[Solved] Debugging NaNs in gradients

Hi there!

I’ve been training a model and I am constantly running into some problems when doing backpropagation. It turns out that after calling the backward() command on the loss function, there is a point in which the gradients become NaN. I am aware that in pytorch 0.2.0 there is this problem of the gradient of zero becoming NaN (see issue #2421 or some posts in this forum. I have therefore modified reduce.py as indicated in commit #2775 (I somehow cannot build everything from source). This means that when I run the code

x = Variable(torch.zeros(1), requires_grad=True)
out = x * 3

I get the result 3.

But even with this, the problem is not disappearing. I have monitored the weights, and they seem all good until the NaN in the gradient appears (I have checked the magnitude of each of the weights individually). So I was wondering, is there a way I can “quickly” identify what is the source of the NaN in the gradient other than keeping track of every single computation in the model?

Thank you in advance.


The issue you linked is not applicable to your code snippet. It is about the specific norm operation of a zero tensor rather than any operation. Your code snippet works perfectly fine on vanilla 0.2 install.

To debug NaN grad, you can add backward hook at each step of your network, and print to see where they become NaN.


Thanks for your answer Simon. This is strange, since I installed pytorch 0.2.0 from anaconda, ran the snippet, got NaN, updated reduce.py, ran the snippet again and got 3. Anyway, that is not my main concern actually. Thanks for your suggestion, I’ll try it and report back :slight_smile:

1 Like

Hmm I tried running the code before posting and it worked… That is weird.

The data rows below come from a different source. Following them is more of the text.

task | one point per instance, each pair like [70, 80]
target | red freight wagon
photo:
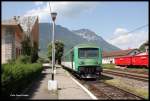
[140, 60]
[123, 61]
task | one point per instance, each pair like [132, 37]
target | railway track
[127, 75]
[105, 91]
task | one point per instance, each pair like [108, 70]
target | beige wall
[11, 39]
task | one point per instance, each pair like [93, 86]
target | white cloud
[64, 9]
[38, 3]
[125, 40]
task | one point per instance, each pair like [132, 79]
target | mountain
[70, 38]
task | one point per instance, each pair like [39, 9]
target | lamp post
[53, 15]
[146, 47]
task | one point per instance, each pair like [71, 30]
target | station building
[13, 32]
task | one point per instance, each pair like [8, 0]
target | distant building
[13, 31]
[11, 36]
[108, 57]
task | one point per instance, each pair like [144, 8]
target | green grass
[138, 91]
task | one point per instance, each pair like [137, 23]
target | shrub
[23, 59]
[15, 77]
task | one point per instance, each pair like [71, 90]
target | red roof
[117, 53]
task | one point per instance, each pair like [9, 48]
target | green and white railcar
[85, 60]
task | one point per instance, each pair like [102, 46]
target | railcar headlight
[81, 62]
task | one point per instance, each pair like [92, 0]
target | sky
[110, 20]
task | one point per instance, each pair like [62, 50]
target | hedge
[15, 77]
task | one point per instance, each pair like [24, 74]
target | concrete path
[67, 88]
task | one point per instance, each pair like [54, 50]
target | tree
[59, 46]
[26, 46]
[34, 53]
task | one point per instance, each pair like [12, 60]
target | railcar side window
[88, 52]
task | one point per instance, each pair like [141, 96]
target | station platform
[68, 87]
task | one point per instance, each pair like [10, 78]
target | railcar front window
[88, 52]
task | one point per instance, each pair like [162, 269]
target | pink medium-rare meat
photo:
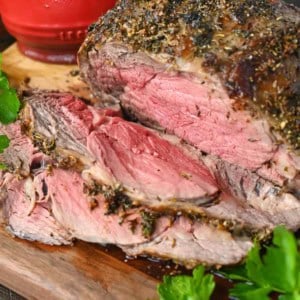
[35, 225]
[71, 213]
[114, 152]
[102, 213]
[124, 156]
[236, 214]
[221, 75]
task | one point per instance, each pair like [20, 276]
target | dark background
[5, 40]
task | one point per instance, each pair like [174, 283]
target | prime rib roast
[217, 85]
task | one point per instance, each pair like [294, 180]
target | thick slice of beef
[117, 153]
[221, 75]
[35, 225]
[22, 153]
[233, 214]
[71, 208]
[155, 170]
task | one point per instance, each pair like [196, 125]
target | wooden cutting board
[84, 271]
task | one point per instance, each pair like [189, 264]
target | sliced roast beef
[67, 212]
[150, 168]
[221, 75]
[36, 224]
[114, 152]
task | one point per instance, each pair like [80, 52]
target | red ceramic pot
[51, 30]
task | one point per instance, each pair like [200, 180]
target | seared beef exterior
[70, 208]
[139, 166]
[105, 180]
[221, 75]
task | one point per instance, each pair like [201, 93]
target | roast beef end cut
[113, 152]
[228, 92]
[28, 220]
[136, 231]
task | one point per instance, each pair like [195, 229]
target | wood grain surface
[84, 271]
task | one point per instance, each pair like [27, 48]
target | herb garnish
[278, 270]
[182, 287]
[9, 108]
[267, 269]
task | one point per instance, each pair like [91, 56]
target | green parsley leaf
[4, 84]
[9, 102]
[197, 287]
[9, 106]
[278, 270]
[4, 142]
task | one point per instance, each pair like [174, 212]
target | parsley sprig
[277, 270]
[9, 107]
[182, 287]
[273, 268]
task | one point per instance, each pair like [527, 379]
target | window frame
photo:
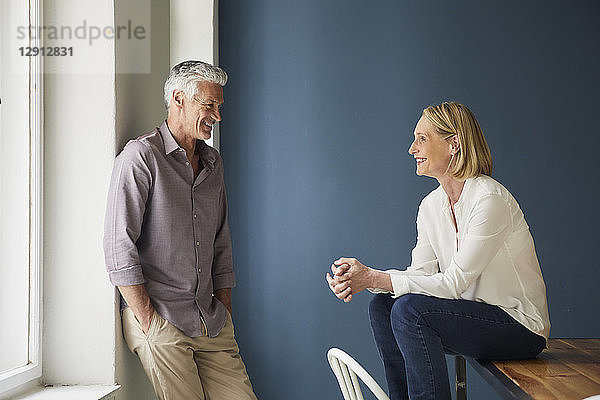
[14, 378]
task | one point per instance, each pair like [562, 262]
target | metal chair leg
[460, 365]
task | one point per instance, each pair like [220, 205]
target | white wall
[79, 134]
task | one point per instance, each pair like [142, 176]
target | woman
[474, 286]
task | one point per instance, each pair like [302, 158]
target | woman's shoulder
[484, 186]
[435, 198]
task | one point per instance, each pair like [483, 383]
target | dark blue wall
[320, 108]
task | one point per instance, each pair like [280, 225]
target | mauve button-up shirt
[170, 232]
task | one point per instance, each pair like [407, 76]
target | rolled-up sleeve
[130, 185]
[423, 262]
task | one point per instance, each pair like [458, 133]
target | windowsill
[79, 392]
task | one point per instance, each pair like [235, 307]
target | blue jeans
[413, 332]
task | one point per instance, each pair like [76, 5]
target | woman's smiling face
[431, 152]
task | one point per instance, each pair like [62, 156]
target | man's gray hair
[186, 74]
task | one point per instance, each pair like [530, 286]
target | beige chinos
[184, 368]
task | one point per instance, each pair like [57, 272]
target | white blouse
[491, 259]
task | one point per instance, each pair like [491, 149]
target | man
[168, 249]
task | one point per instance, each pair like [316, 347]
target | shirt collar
[168, 139]
[171, 145]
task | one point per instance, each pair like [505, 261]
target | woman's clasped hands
[348, 277]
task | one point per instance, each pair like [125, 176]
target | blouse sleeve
[487, 228]
[424, 260]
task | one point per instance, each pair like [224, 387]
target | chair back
[346, 370]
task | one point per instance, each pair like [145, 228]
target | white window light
[20, 198]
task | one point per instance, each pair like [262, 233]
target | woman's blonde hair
[473, 158]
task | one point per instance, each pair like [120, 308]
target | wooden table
[568, 369]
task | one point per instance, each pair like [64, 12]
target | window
[20, 195]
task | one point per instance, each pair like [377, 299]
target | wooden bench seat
[568, 369]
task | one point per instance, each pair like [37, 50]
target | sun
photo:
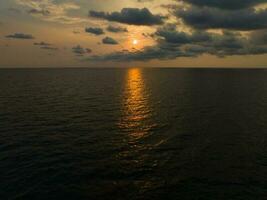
[135, 42]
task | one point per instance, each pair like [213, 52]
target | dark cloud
[43, 12]
[20, 36]
[41, 44]
[109, 40]
[49, 48]
[226, 4]
[95, 31]
[116, 29]
[80, 51]
[133, 16]
[14, 10]
[172, 44]
[213, 18]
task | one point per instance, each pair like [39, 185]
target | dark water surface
[133, 134]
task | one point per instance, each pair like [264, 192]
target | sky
[133, 33]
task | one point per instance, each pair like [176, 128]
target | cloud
[95, 31]
[173, 44]
[109, 40]
[49, 48]
[214, 18]
[132, 16]
[41, 44]
[116, 29]
[40, 12]
[225, 4]
[20, 36]
[80, 51]
[49, 10]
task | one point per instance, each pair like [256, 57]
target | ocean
[135, 134]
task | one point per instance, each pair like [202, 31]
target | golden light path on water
[137, 112]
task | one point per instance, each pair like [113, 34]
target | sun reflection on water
[136, 109]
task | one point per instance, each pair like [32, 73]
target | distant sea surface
[133, 134]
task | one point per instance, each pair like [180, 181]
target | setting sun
[135, 42]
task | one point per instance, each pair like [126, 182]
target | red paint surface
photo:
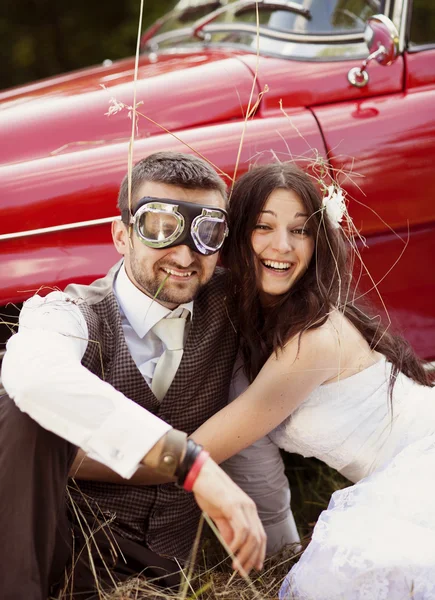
[62, 159]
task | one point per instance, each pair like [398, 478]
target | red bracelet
[195, 470]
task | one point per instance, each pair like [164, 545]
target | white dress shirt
[43, 374]
[139, 314]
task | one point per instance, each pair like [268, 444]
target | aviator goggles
[163, 223]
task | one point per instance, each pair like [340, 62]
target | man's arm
[43, 374]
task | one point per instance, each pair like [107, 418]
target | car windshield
[309, 29]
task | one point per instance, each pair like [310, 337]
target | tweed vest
[162, 517]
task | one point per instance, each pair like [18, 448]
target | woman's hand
[235, 516]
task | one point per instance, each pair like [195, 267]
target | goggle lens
[158, 226]
[211, 233]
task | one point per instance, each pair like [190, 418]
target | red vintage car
[62, 158]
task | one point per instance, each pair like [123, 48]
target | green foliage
[41, 38]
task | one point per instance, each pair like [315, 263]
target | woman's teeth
[279, 266]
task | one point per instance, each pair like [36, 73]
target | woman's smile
[282, 243]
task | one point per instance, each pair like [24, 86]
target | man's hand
[235, 515]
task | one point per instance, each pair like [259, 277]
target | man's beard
[154, 284]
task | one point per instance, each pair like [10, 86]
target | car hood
[69, 112]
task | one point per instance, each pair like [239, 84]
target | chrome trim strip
[66, 227]
[280, 35]
[291, 37]
[399, 19]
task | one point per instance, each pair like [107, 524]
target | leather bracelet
[192, 451]
[195, 470]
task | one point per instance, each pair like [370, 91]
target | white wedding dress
[376, 540]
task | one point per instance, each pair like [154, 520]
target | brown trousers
[42, 544]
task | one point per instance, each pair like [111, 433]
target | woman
[329, 381]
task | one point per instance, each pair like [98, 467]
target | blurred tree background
[40, 38]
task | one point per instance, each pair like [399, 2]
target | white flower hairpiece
[334, 204]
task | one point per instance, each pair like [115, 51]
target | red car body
[62, 158]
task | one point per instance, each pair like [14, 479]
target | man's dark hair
[174, 168]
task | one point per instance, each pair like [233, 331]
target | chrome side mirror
[382, 39]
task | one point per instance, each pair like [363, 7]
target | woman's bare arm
[281, 386]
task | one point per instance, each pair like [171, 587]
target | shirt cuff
[125, 437]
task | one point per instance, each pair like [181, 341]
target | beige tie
[171, 332]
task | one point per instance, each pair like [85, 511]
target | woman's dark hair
[325, 284]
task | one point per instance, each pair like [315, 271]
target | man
[99, 368]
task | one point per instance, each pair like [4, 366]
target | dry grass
[212, 578]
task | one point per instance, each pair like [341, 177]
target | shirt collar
[141, 311]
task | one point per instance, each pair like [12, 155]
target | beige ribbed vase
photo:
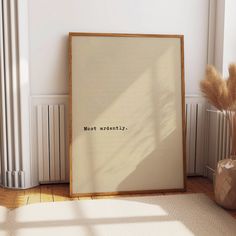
[225, 183]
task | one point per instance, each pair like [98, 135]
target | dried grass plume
[218, 91]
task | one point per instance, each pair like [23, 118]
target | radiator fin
[51, 142]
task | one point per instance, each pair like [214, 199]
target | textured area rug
[182, 214]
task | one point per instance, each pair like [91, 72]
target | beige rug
[187, 214]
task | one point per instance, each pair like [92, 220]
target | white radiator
[11, 160]
[50, 138]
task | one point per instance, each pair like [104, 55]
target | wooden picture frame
[126, 114]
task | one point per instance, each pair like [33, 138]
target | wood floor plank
[60, 192]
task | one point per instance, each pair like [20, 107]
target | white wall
[229, 35]
[219, 34]
[51, 20]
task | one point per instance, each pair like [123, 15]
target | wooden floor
[60, 192]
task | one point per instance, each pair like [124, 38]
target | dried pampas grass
[219, 92]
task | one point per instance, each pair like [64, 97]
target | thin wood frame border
[129, 193]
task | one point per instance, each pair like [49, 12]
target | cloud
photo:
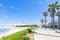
[5, 16]
[40, 2]
[1, 5]
[11, 6]
[17, 9]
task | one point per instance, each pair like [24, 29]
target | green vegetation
[19, 35]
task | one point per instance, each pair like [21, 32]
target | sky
[23, 11]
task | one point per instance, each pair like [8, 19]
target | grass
[19, 35]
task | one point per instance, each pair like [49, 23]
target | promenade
[46, 34]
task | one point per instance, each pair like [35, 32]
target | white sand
[42, 34]
[12, 30]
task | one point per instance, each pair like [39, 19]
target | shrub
[25, 38]
[18, 35]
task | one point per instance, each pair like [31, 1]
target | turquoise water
[4, 30]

Let me know if you have new updates.

So, to give a bit more of context, I think I can show a MWE. Essentially I’m running the RBM in https://github.com/odie2630463/Restricted-Boltzmann-Machines-in-pytorch, with just a fundamental modification. To compute free_energy one exponentiates wx_b, adds 1, and takes the log. If wx_b is too large, the exponentiation gives inf, which after adding 1 and taking the log remains as inf, while the result should be negligibly close to wx_b. To avoid this, I modified free_energy by

 def free_energy(self,v):
        vbias_term = v.mv(self.v_bias)
        wx_b = F.linear(v,self.W,self.h_bias)
        hidden_term = wx_b.exp().add(1).log()
        if (hidden_term == np.inf).sum().data.cpu().numpy() != 0:
             hidden_term[hidden_term == np.inf] = wx_b[hidden_term == np.inf]
        hidden_term = hidden_term.sum(1)
        return (-hidden_term - vbias_term).mean()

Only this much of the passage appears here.